A culpa é dos astrócitos?

Falar em culpa é muito forte. O TEA é complexo, ninguém entende direito suas causas. Por enquanto, o que mais existe é suspeita, como a de que certas infecções na gestante poderiam ser o estopim do problema no feto.

Sempre foi difícil estudar o que exatamente acontece no sistema nervoso central do autista — afinal, como conseguir suas células cerebrais para examiná-las de perto?

Em 2008, pesquisadores da Universidade de São Paulo idealizaram uma solução, criando o projeto "A Fada dos Dentes". Eles utilizam células-troncos encontradas na polpa dos dentes de leite de crianças autistas. "Elas são o que chamamos de pluripotentes, isto é, capazes de se transformar em qualquer célula do corpo humano", explica a bióloga Patrícia Beltrão Braga, criadora da iniciativa.

O grupo dela foi o primeiro a demonstrar que o cérebro do autista é mais inflamado, por assim dizer. Aliás, há uma forte presença de uma citocina inflamatória, a interleucina 6 ou simplesmente IL-6.

No congresso do Sabará-Pensi, Patrícia contou que, já faz algum tempo, o grupo deixou de focar exclusivamente nos famosos neurônios e passou a investigar os astrócitos dessa criançada, células que ficam na retarguarda, mas que exercem papéis fundamentais. Um deles é fazer uma espécie de faxina cerebral.

Pois bem: nos autistas, essas células mostraram que não removem direito uma substância chamada glutamato, cujo acúmulo acaba sendo tóxico para os neurônios.

Nas lâminas, enquanto os neurônios de crianças que não apresentavam TEA exibiam um monte de prolongamentos, os axônios, quase como se fossem raios de sol, os neurônios dos autistas tinham, por exemplo, só uma duplinha para criar conexões — a imagem dá a impressão de existir fiozinho para um lado e um fiozinho para o outro, se eu fosse descrever.

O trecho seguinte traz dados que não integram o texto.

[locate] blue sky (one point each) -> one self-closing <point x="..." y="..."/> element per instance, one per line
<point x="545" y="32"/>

"No entanto, quando colocamos esse neurônio do autista sobre uma lâmina cheia de astrócitos criados a partir da polpa do dente de leite de meninos sem essa condição, a célula nervosa recuperava a forma esperada", revelou a pesquisadora. Ou seja, ela se esticou em diversos axônios, capazes de formar sinapses ou conexões.

Estudar o que fazem os astrócitos nessa história é um pequeno passo para compreender o TEA. Mas um passo gigantesco para nos distanciar de ideias equivocadas de que o autismo seria uma espécie de nova mania, um diagnóstico da moda ou uma questão de comportamento.